Dieses spartanische Leben mit Abstechern in die Vereinigten Staaten nimmt der Wahlberner gerne in Kauf. Er ist fest davon überzeugt, dass er sein grosses Ziel, einen Kampf um den Weltmeistertitel zu erzwingen, nicht in der Schweiz, sondern einzig in den USA, der Hochburg des Boxsports, erreichen kann. Deshalb schliesst Peña auch nicht aus, eines Tages seinen Lebensmittelpunkt ganz nach Amerika zu verlegen. «Ich werde alles tun, um meinen Traum zu verwirklichen.»

Der jüngste Aufenthalt in Las Vegas kostete laut Strupler zwischen fünf- und sechstausend Franken. Bezahlt werden muss auch der Unterricht im Gym. Gegenwärtig finanzieren Sponsoren, die Familie und Freunde Peñas Leben und Karriere. Die Verlobte Alissha ist berufstätig und betreut ihren Partner in organisatorischer Hinsicht. Die Kampfbörsen, die der Boxer erhält, liegen im vierstelligen Bereich – der grosse Zahltag dürfte erst mit einem grossen Titelkampf kommen.

Nach dem wichtigen Sieg, den er vor dreieinhalb Monaten am Boxing Day im Berner Kursaal errang, dürften Peñas Ambitionen auf einen EM- oder gar WM-Titel durchaus realistisch sein.
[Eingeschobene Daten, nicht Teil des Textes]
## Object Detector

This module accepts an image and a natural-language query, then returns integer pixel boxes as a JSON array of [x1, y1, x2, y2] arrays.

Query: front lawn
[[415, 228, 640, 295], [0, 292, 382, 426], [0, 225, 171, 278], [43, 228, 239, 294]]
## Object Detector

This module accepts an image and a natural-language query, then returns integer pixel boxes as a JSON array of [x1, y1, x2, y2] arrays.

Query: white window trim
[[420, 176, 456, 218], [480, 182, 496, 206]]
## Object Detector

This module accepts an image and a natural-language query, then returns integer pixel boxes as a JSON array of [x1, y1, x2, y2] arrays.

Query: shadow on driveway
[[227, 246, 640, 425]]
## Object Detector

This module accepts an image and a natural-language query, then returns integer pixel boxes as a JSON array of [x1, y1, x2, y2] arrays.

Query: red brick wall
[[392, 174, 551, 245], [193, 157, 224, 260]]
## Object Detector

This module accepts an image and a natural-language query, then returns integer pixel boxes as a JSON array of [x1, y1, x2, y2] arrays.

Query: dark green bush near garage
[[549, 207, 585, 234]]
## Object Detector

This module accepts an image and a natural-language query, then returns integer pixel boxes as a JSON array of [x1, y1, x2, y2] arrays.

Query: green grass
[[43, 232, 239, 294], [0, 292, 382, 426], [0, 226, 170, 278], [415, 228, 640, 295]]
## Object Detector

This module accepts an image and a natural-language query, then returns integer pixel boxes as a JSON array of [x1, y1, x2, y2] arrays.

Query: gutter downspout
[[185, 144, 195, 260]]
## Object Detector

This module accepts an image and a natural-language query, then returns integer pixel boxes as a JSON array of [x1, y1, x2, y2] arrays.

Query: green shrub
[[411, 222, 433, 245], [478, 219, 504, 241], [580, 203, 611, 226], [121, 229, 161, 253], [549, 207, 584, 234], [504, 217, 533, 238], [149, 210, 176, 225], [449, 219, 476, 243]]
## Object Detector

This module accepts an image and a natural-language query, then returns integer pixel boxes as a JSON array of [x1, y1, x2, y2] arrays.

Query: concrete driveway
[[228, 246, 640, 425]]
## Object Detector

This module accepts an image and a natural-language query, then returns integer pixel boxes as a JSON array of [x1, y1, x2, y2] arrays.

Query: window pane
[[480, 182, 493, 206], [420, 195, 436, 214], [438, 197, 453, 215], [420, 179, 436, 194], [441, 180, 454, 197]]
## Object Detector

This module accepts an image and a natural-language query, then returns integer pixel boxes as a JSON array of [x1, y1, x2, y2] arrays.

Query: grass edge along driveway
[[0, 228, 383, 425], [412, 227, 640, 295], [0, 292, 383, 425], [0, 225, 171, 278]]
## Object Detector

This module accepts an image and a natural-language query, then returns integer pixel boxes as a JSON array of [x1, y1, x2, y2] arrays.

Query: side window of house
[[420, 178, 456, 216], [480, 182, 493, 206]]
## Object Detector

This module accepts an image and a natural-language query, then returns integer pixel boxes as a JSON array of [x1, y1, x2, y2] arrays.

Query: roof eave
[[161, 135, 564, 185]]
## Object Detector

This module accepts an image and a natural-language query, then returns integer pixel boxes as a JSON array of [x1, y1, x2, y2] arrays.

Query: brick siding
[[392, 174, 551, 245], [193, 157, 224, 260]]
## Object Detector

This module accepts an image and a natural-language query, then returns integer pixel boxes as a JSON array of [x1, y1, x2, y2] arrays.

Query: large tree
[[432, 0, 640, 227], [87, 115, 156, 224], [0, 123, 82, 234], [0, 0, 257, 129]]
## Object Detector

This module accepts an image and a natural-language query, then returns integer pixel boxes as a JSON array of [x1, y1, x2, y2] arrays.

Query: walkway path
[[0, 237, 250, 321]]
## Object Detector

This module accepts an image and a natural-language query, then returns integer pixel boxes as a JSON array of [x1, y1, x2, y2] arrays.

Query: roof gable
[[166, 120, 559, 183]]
Sein Kampf im Superfedergewicht gegen den Südkoreaner Gisu Lee war die beste Vorstellung, die ein Boxer mit Schweizer Lizenz seit Jahren in einem heimischen Ring gezeigt hat. Zehn Runden lang bot Peña Boxkunst vom Feinsten – ein ästhetischer Genuss für das Publikum. Seine Fortschritte waren ebenso beeindruckend wie die Konstanz und das variantenreiche Schlagrepertoire. Kurzum: In diesem Duell präsentierte sich Peña in allen Belangen als nahezu perfekt.

Peñas Traum? Ein WM-Kampf im Wankdorfstadion

Nun steht Peña vor einer weiteren wegweisenden Aufgabe: Im Berner Stadttheater trifft er auf den erfahrenen Franzosen Karim Guerfi. «Es ist ein Schlüsselkampf», sagt sein Manager Leander Strupler.

Guerfi, der unlängst den 38. Geburtstag feierte, war vierfacher Europameister und wagt nach einer zweijährigen Pause ein Comeback. Vor fast zwölf Jahren hatte er seinen ersten EM-Titel im Bantamgewicht errungen. Obwohl er den Zenit mittlerweile überschritten hat, sieht Strupler in ihm einen gefährlichen Gegner – zumal Guerfi die Chance wittern dürfte, mit einem Triumph über die grösste Schweizer Box-Hoffnung noch einmal ins Rampenlicht zurückzukehren. Mit vierzig Kämpfen bringt Guerfi deutlich mehr Erfahrung in den Ring als Peña, der bisher elf Profikämpfe absolvierte – und jeden gewann. Allerdings musste der Franzose auch sieben Niederlagen hinnehmen, fünf davon durch Knock-out.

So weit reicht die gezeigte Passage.